0
votes

I'm new to Random Forests in R, and I'm trying to make a prediction. I have built a Random Forest model using the following code, which works fine

library(randomForest)
RF_model = randomForest(trainrows[,col_truth]~.
                    ,data = trainrows[,cols_to_use]
                    ,ntree=100
                    ,do.trace=T)

If I print out RF_model, I get the following output

Call:
 randomForest(formula = trainrows[, col_truth] ~ ., data = trainrows[,      cols_to_use], ntree = 100, do.trace = T) 
               Type of random forest: classification
                     Number of trees: 100
No. of variables tried at each split: 4

        OOB estimate of  error rate: 19.23%
Confusion matrix:
     0    1 class.error
0 7116 1640   0.1873001
1 1725 7015   0.1973684

Then, when I try and make a prediction with the model, I get the following error

> predict(RF_model)
Error in 1:dim(data)[1] : argument of length 0

I have tried supplying data to the predict method, but I get the same error.

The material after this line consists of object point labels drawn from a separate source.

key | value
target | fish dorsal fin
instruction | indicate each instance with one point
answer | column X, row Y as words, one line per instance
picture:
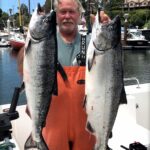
column 27, row 43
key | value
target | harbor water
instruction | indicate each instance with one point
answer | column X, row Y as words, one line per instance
column 136, row 64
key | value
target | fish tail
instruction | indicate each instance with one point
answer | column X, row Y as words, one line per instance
column 30, row 143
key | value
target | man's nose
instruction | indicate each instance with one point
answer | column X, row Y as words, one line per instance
column 67, row 14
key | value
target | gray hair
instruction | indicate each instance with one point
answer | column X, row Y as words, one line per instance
column 80, row 8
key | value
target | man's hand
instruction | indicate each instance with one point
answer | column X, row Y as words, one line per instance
column 104, row 17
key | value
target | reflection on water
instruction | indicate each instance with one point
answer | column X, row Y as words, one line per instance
column 136, row 64
column 9, row 77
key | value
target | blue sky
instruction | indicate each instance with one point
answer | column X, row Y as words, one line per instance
column 5, row 5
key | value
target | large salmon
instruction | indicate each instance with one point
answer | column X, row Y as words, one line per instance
column 40, row 63
column 104, row 86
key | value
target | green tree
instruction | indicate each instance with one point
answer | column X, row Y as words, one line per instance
column 139, row 17
column 1, row 12
column 47, row 6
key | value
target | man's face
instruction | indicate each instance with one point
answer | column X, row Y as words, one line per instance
column 67, row 16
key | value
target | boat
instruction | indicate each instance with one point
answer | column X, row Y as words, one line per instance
column 17, row 40
column 135, row 38
column 132, row 122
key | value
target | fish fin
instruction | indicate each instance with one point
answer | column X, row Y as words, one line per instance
column 55, row 89
column 30, row 143
column 123, row 98
column 90, row 61
column 89, row 127
column 62, row 71
column 84, row 101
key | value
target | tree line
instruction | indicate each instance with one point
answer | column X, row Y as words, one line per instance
column 138, row 17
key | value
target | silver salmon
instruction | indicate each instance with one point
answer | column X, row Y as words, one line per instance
column 40, row 73
column 104, row 87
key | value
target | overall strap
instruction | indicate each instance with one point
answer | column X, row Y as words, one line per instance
column 81, row 56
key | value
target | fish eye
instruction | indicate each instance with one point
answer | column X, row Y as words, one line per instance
column 45, row 20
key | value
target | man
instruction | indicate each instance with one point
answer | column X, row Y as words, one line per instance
column 66, row 120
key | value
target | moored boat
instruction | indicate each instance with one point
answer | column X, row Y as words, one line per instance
column 17, row 40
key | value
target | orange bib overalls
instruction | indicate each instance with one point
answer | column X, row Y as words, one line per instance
column 66, row 119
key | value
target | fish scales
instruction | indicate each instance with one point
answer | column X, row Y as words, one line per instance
column 40, row 63
column 104, row 86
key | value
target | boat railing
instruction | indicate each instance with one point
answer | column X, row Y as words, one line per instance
column 133, row 79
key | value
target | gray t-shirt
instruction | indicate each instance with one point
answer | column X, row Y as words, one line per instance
column 67, row 52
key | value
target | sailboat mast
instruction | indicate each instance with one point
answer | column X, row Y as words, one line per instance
column 20, row 22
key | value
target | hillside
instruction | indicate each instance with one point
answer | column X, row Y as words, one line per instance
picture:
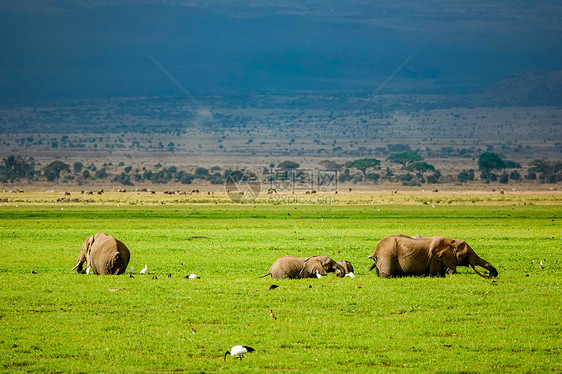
column 525, row 89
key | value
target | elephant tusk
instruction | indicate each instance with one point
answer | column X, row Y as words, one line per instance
column 479, row 272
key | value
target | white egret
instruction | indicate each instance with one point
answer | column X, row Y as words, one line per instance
column 238, row 350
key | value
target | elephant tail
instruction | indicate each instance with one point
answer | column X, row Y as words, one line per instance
column 374, row 263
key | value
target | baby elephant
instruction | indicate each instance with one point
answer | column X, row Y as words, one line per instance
column 304, row 267
column 348, row 268
column 104, row 255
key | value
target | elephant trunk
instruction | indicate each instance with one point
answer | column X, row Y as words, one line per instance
column 486, row 265
column 374, row 264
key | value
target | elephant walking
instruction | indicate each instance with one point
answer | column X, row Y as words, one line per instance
column 304, row 267
column 401, row 255
column 104, row 255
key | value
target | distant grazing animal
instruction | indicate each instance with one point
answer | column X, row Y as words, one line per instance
column 304, row 267
column 401, row 255
column 104, row 254
column 239, row 351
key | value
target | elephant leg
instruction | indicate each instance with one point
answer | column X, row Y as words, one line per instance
column 436, row 269
column 384, row 269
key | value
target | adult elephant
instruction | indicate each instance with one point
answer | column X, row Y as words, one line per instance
column 104, row 254
column 401, row 255
column 303, row 267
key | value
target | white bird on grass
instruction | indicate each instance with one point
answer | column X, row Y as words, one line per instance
column 238, row 350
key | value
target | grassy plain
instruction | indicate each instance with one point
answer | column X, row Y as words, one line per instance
column 59, row 321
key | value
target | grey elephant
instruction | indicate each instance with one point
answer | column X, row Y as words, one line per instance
column 401, row 255
column 348, row 268
column 304, row 267
column 103, row 254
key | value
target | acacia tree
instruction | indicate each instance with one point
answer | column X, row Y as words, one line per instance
column 487, row 163
column 363, row 164
column 16, row 167
column 288, row 165
column 421, row 167
column 54, row 169
column 405, row 159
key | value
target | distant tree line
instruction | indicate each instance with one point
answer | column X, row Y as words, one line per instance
column 412, row 171
column 14, row 168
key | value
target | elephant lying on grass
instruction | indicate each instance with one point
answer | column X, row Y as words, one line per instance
column 348, row 268
column 401, row 255
column 304, row 267
column 104, row 254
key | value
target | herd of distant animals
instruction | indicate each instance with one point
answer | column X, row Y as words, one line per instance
column 394, row 256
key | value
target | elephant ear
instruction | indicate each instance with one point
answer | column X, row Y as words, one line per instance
column 442, row 250
column 461, row 252
column 311, row 266
column 82, row 255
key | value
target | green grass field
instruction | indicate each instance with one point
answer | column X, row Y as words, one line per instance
column 61, row 321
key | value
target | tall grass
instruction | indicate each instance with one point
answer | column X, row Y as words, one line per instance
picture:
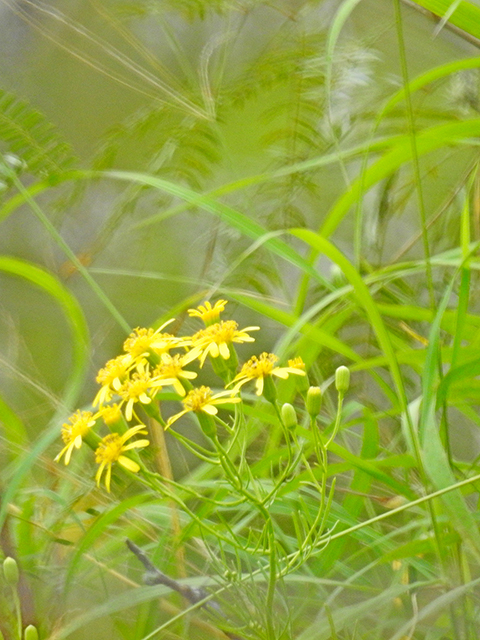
column 352, row 243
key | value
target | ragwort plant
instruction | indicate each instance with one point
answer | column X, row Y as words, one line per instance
column 130, row 402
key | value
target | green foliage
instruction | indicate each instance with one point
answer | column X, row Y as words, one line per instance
column 333, row 198
column 27, row 133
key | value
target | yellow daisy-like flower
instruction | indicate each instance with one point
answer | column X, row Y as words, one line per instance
column 258, row 368
column 215, row 340
column 111, row 377
column 207, row 313
column 172, row 367
column 202, row 399
column 141, row 341
column 297, row 363
column 110, row 450
column 72, row 434
column 110, row 414
column 140, row 388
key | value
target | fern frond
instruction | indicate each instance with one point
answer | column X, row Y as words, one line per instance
column 28, row 134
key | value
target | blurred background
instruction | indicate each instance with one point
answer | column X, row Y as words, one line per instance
column 204, row 94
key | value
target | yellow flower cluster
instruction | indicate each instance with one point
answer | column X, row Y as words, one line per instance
column 132, row 381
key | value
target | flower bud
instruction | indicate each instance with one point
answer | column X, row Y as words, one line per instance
column 10, row 571
column 30, row 633
column 207, row 424
column 342, row 379
column 314, row 401
column 269, row 390
column 289, row 416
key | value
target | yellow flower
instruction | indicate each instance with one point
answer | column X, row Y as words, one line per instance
column 172, row 367
column 111, row 377
column 202, row 399
column 73, row 433
column 207, row 313
column 141, row 387
column 297, row 363
column 110, row 414
column 258, row 368
column 110, row 450
column 141, row 341
column 215, row 340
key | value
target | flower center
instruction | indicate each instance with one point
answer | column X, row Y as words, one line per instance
column 197, row 398
column 260, row 367
column 109, row 449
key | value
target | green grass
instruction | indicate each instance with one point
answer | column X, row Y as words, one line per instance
column 349, row 243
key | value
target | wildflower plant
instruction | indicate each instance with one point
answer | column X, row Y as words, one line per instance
column 135, row 397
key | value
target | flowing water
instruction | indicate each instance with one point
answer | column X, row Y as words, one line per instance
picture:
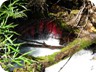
column 82, row 61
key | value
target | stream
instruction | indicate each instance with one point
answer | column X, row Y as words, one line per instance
column 82, row 61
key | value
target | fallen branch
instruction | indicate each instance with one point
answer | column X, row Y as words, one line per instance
column 43, row 45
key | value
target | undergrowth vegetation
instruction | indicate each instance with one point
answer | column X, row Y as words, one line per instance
column 9, row 49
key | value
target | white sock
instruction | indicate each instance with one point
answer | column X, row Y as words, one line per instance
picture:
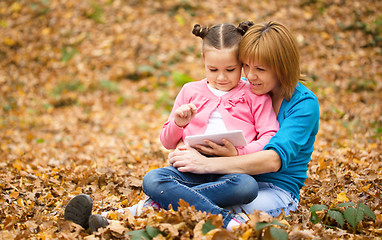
column 233, row 223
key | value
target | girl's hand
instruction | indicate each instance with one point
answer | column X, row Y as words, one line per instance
column 213, row 149
column 184, row 114
column 187, row 159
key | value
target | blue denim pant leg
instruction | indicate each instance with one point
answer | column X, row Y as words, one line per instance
column 207, row 192
column 272, row 200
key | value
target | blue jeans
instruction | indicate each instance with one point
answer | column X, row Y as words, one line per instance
column 271, row 199
column 206, row 192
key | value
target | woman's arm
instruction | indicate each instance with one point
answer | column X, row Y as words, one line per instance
column 187, row 159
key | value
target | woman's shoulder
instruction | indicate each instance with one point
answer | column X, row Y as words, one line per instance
column 303, row 94
column 302, row 91
column 303, row 98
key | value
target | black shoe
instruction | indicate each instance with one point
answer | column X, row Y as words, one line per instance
column 79, row 210
column 97, row 221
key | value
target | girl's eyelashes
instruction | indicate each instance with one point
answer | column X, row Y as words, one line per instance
column 228, row 70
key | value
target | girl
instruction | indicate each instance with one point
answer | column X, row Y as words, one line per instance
column 272, row 65
column 218, row 103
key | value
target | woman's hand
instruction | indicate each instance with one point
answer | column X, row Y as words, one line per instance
column 213, row 149
column 187, row 159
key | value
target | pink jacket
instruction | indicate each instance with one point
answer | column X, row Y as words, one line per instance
column 240, row 110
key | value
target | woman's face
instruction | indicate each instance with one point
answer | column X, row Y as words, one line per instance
column 262, row 79
column 223, row 69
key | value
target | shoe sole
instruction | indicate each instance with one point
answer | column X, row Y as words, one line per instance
column 79, row 210
column 97, row 221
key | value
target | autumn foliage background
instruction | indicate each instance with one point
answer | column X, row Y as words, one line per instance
column 85, row 87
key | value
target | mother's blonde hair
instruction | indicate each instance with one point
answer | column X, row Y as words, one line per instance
column 273, row 45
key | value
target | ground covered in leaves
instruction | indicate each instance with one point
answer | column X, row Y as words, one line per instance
column 85, row 87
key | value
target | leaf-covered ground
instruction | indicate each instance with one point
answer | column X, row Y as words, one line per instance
column 85, row 87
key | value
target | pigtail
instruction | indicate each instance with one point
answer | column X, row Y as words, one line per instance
column 200, row 31
column 244, row 26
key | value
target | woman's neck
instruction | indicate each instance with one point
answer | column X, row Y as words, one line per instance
column 277, row 99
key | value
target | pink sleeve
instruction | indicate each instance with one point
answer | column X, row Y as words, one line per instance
column 171, row 133
column 266, row 124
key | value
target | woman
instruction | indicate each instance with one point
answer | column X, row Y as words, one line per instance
column 271, row 64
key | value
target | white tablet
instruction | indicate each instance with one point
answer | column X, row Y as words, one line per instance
column 235, row 137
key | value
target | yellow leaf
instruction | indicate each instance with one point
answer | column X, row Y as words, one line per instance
column 3, row 23
column 341, row 197
column 365, row 188
column 246, row 235
column 125, row 202
column 45, row 31
column 14, row 194
column 112, row 215
column 15, row 7
column 8, row 41
column 180, row 19
column 17, row 164
column 20, row 202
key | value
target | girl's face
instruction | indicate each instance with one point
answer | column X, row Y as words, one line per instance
column 262, row 79
column 223, row 69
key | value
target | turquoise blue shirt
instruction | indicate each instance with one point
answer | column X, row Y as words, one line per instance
column 298, row 119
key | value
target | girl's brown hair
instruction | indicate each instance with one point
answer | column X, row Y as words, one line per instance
column 221, row 36
column 273, row 45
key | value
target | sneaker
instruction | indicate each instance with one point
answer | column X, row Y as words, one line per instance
column 148, row 202
column 97, row 221
column 237, row 220
column 79, row 210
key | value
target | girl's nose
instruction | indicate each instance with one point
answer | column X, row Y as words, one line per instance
column 221, row 76
column 252, row 75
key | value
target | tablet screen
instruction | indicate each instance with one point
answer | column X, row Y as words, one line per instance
column 235, row 137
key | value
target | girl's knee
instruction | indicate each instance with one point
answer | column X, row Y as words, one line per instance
column 248, row 189
column 151, row 180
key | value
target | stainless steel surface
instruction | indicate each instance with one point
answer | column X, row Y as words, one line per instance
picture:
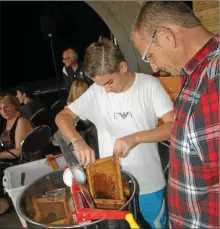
column 55, row 178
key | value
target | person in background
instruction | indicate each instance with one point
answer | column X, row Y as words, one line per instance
column 29, row 106
column 169, row 36
column 72, row 70
column 13, row 131
column 125, row 107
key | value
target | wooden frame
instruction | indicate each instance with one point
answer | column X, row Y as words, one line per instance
column 108, row 167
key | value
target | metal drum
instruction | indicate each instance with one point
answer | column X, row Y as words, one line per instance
column 55, row 178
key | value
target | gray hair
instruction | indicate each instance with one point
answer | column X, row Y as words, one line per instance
column 74, row 54
column 155, row 14
column 102, row 57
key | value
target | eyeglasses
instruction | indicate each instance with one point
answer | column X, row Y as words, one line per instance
column 144, row 58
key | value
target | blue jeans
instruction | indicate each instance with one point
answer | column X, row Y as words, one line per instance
column 152, row 209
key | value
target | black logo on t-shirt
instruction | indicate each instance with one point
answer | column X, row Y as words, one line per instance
column 122, row 115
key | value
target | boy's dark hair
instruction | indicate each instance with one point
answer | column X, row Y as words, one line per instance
column 25, row 89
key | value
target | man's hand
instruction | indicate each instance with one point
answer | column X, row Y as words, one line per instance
column 84, row 153
column 123, row 145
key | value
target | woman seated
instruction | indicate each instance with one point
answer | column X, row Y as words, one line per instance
column 14, row 128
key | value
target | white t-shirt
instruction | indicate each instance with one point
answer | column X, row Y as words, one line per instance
column 121, row 114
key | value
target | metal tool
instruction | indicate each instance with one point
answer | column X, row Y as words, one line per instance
column 77, row 171
column 83, row 215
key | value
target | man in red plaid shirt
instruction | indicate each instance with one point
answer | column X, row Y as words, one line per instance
column 169, row 36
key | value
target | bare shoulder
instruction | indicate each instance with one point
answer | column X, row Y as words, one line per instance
column 23, row 122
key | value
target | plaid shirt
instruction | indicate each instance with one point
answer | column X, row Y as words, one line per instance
column 193, row 187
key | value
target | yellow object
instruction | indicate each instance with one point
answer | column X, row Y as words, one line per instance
column 130, row 219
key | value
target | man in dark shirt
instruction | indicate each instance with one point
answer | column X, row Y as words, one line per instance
column 29, row 106
column 72, row 70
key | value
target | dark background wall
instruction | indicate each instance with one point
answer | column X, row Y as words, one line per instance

Does anyone know what's going on and how to fix it?

EDIT

In order to provide some more data, I have tried using Random Forests with the iris dataset.

rf = randomForest(iris[,1]~., data=iris[,c(1, 2)], ntree=100)
predict(rf)
Error in 1:dim(data)[1] : argument of length 0

This is not related to my data, but a problem with my version of R, I think. Any ideas?

1
Please include sample data to make your example reproducible. Feel free to use a built-in data set, but unless we can run the same code and get the same error, it's difficult to help.MrFlick
rf = randomForest(iris[,1]~., data=iris[,c(1, 2)], ntree=100) ; predict(rf) works fine, so this issue is probably specific to your dataset. Please include a reproducible example.josliber
If i had to guess, the problem is likely related to your formula specification, which follows none of the conventions of specifying formulas in R. Formulas contain names of columns. DO NOT mix subseting into your formulas. Ever.joran
I have just adjusted my question showing more dataJon

1 Answers

0
votes

When you use the predict function, you are trying to predict the outcome or labels for your test set.

rf_predict <- predict(RF_model, test_set)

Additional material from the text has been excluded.